Kedua, fundamental geologi nikel kuat. Dua faktor penentu utama profitabilitas tambang adalah tingkat perolehan dan kadar bijih nikel. Tingkat perolehan adalah persentase nikel yang diekstraksi dari bijih mentah. Kadar bijih nikel adalah konsentrasi rata-rata nikel dalam bijih tambang yang dimasukkan ke dalam penggilingan untuk diproses. Dari lima tambang terbesar di dunia—Divisi Kola di Rusia, Jinchuan di Tiongkok, Operasi Sudbury di Kanada, Sorowako di Indonesia, dan Divisi Polar di Rusia—Sorowako memiliki tingkat pemulihan tertinggi (88 persen dibandingkan dengan 25,4 persen hingga 85 persen untuk empat tambang lainnya) dan kelas kepala gilingan tertinggi kedua (1,68 persen), hanya dilampaui oleh Divisi Kola (2,3 persen).

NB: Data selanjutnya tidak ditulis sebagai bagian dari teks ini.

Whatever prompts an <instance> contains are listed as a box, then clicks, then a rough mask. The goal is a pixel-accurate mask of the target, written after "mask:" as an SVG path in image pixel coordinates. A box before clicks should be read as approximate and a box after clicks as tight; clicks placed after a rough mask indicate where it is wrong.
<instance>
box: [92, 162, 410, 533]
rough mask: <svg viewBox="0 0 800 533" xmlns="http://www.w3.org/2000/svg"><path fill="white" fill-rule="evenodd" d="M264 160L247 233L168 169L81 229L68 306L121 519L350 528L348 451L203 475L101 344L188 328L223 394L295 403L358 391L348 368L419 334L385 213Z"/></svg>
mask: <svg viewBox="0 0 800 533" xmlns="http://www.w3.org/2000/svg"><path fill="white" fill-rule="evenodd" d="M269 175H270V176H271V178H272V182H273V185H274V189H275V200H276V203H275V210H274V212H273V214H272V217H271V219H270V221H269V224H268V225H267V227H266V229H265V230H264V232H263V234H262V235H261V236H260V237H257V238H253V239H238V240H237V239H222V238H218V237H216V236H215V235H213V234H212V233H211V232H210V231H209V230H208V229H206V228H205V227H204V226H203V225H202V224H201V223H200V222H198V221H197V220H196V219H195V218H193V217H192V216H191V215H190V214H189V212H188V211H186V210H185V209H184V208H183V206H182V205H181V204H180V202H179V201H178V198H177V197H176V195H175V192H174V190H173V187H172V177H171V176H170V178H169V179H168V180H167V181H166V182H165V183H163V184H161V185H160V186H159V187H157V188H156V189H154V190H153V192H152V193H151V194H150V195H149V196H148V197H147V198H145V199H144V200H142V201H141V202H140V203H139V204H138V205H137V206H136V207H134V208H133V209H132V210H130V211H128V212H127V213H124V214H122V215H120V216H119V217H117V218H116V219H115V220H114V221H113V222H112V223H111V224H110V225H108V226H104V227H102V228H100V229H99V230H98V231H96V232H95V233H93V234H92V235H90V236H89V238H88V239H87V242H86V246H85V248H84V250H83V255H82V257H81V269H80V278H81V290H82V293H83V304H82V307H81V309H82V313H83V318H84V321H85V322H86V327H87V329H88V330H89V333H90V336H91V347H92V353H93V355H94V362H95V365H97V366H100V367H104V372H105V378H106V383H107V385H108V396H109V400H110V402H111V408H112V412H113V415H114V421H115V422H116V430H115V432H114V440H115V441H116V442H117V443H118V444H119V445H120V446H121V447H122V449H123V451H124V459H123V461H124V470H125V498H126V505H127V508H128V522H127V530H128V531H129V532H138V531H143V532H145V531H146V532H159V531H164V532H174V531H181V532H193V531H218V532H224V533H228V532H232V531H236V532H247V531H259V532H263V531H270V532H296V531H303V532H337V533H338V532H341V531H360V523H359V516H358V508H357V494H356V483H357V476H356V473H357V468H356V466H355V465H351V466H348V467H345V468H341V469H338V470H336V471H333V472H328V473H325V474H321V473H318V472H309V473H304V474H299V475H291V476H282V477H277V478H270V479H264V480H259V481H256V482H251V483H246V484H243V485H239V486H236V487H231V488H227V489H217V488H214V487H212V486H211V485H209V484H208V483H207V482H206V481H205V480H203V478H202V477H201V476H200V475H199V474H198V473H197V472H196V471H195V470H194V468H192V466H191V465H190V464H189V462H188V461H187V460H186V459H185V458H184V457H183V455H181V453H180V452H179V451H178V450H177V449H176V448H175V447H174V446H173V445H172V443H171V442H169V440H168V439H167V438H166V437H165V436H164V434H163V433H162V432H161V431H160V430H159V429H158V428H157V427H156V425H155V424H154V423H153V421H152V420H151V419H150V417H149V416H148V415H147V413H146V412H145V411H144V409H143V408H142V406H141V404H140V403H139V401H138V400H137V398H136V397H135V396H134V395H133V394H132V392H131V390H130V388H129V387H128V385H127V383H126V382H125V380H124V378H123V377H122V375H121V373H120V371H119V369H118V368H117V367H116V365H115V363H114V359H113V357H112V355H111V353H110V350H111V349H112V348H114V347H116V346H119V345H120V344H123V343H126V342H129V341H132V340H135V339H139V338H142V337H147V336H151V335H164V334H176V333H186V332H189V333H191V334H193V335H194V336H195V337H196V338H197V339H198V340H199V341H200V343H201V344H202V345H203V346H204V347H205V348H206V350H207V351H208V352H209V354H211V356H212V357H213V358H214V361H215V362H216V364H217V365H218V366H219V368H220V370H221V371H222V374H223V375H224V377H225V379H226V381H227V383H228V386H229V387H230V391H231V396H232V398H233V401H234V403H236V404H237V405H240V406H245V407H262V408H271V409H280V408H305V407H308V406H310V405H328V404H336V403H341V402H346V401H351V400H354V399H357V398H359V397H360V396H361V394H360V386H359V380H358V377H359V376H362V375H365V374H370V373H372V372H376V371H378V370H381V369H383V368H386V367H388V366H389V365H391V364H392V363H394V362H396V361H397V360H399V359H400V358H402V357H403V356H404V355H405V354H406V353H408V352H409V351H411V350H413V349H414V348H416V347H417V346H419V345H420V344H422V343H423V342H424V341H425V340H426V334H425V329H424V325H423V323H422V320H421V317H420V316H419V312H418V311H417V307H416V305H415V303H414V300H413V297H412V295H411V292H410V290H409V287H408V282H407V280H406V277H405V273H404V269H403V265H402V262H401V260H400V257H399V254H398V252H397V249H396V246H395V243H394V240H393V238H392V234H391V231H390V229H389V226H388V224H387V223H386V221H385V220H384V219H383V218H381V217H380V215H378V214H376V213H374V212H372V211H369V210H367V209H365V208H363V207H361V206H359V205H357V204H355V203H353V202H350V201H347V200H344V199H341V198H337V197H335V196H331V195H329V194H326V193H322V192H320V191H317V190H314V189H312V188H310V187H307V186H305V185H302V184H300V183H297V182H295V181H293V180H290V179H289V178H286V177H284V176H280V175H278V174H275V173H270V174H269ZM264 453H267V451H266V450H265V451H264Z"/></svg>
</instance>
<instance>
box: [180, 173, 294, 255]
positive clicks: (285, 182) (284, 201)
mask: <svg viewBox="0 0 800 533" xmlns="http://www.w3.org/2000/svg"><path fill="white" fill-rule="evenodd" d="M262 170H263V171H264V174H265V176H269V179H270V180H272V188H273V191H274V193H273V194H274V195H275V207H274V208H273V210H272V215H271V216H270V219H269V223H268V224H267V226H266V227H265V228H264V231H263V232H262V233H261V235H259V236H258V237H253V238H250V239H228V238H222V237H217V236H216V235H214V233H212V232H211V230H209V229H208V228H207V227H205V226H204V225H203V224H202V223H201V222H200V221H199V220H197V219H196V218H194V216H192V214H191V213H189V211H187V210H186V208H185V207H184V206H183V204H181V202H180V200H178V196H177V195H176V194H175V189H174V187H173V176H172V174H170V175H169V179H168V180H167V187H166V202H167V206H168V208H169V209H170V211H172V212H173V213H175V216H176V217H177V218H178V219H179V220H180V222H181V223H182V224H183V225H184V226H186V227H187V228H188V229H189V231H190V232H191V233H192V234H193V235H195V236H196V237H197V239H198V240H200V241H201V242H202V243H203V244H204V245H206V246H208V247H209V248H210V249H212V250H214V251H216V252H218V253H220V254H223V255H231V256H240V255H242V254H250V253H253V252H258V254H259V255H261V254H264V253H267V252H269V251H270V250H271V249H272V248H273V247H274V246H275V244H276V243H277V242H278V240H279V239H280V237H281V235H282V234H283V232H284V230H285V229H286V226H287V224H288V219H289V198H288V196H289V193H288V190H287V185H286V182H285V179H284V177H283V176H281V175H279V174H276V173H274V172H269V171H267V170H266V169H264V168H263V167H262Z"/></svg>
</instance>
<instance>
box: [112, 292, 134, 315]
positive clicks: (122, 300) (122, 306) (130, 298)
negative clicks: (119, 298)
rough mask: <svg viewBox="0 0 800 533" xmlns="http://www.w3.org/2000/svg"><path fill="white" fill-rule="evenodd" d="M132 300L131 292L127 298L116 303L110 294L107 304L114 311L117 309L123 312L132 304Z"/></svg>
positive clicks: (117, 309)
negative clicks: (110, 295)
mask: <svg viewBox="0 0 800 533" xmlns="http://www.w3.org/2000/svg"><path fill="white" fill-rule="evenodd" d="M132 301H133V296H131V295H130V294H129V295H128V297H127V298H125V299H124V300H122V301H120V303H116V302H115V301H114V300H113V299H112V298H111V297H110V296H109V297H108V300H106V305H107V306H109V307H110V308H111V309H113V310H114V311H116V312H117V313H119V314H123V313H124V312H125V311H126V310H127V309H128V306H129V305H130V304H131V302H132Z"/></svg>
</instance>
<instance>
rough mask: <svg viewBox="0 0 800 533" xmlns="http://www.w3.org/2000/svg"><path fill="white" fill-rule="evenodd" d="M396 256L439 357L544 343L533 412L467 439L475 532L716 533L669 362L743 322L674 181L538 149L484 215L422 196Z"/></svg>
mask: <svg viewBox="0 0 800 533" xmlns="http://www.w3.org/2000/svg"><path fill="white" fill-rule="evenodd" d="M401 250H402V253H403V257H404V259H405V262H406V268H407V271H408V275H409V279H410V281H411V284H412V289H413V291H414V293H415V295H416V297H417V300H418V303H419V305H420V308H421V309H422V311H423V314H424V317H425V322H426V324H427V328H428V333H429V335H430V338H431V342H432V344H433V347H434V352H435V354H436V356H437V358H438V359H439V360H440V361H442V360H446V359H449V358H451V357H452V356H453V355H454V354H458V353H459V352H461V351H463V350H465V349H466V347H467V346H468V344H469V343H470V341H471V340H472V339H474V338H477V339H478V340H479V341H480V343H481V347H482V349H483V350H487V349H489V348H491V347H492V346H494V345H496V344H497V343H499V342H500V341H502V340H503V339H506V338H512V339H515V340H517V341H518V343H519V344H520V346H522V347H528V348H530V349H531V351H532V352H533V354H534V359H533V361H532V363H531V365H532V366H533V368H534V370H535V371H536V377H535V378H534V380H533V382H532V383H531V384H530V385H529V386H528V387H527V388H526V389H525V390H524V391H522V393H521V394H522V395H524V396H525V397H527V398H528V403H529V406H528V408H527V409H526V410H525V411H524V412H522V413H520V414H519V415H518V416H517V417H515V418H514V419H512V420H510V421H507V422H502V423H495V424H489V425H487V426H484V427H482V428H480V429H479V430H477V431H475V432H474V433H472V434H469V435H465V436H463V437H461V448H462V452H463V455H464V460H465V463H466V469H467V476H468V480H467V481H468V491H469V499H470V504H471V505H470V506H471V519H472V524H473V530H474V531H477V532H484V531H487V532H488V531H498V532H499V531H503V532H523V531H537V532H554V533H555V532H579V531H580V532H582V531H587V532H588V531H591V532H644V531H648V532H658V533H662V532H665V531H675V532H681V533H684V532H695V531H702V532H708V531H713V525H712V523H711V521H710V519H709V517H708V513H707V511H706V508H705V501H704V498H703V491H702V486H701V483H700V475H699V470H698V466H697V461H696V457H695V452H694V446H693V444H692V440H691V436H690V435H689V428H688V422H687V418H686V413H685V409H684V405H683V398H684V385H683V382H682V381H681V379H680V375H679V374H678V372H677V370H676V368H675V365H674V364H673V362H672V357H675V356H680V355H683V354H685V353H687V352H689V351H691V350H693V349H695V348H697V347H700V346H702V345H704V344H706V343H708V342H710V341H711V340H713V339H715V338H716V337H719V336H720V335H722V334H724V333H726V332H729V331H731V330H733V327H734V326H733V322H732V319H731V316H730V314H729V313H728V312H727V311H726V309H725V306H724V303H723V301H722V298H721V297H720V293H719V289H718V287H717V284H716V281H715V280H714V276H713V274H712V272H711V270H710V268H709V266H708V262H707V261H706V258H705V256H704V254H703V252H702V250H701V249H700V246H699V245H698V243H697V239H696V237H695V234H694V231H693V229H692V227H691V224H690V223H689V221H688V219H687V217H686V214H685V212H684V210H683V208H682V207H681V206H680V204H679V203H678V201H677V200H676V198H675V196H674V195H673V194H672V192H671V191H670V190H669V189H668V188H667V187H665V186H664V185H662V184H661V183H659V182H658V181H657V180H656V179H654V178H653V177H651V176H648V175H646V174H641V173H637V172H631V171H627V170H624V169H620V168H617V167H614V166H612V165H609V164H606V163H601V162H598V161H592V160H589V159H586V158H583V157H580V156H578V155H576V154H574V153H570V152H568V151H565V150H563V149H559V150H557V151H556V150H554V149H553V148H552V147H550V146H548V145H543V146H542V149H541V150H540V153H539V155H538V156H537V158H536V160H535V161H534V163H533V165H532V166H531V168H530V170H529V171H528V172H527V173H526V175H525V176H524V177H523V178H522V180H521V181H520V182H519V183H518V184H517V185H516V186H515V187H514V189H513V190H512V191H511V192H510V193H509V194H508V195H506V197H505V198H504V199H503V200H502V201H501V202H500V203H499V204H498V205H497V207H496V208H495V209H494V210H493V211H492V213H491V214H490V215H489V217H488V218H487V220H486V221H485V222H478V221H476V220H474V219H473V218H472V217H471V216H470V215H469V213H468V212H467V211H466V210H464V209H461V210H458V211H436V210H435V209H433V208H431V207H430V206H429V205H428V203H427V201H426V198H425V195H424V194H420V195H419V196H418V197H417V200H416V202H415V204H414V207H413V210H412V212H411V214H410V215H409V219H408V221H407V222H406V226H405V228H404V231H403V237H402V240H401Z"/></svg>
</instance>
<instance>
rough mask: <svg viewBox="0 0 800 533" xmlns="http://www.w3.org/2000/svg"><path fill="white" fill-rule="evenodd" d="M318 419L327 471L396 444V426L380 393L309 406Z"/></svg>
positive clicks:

Mengingat besarnya kekayaan nikel berkualitas tinggi di Indonesia, langkah untuk melarang ekspor nikel mentah tidak diimbangi dengan divestasi seperti yang terjadi pada bauksit hampir satu dekade sebelumnya. Sebaliknya, terjadi peningkatan tajam dalam penanaman modal asing (FDI), yang memicu perluasan pesat dalam kemampuan peleburan dan pemurnian nikel di sektor midstream. Antara tahun 2019, ketika larangan ekspor nikel mentah diumumkan, dan tahun 2022, investasi dalam pemrosesan dan manufaktur mineral meningkat dari $3,56 miliar menjadi $10,96 miliar—peningkatan sebesar 207,9 persen, yang sebagian besar didorong oleh pembiayaan dari Tiongkok. FDI telah menjadi pendorong dalam membangun industri menengah hingga hilir Indonesia. Sebelumnya Tahun 2014Indonesia hanya memiliki dua pabrik peleburan nikel yang beroperasi; Tahun 2020terdapat 13 pabrik peleburan nikel yang beroperasi, dan pada tahun Juli 2023Saat ini, terdapat 43 smelter nikel yang sudah beroperasi, 28 smelter dalam tahap pembangunan, dan 24 smelter dalam tahap perencanaan. Kementerian Energi dan Sumber Daya Mineral tengah mempertimbangkan membatasi pembangunan pabrik peleburan nikel kelas II. Hal ini disebabkan oleh kekhawatiran tentang upaya menjaga keseimbangan antara pasokan dan permintaan bijih nikel untuk memastikan bahwa pabrik peleburan yang ada memiliki pasokan yang cukup untuk operasi yang sedang berlangsung.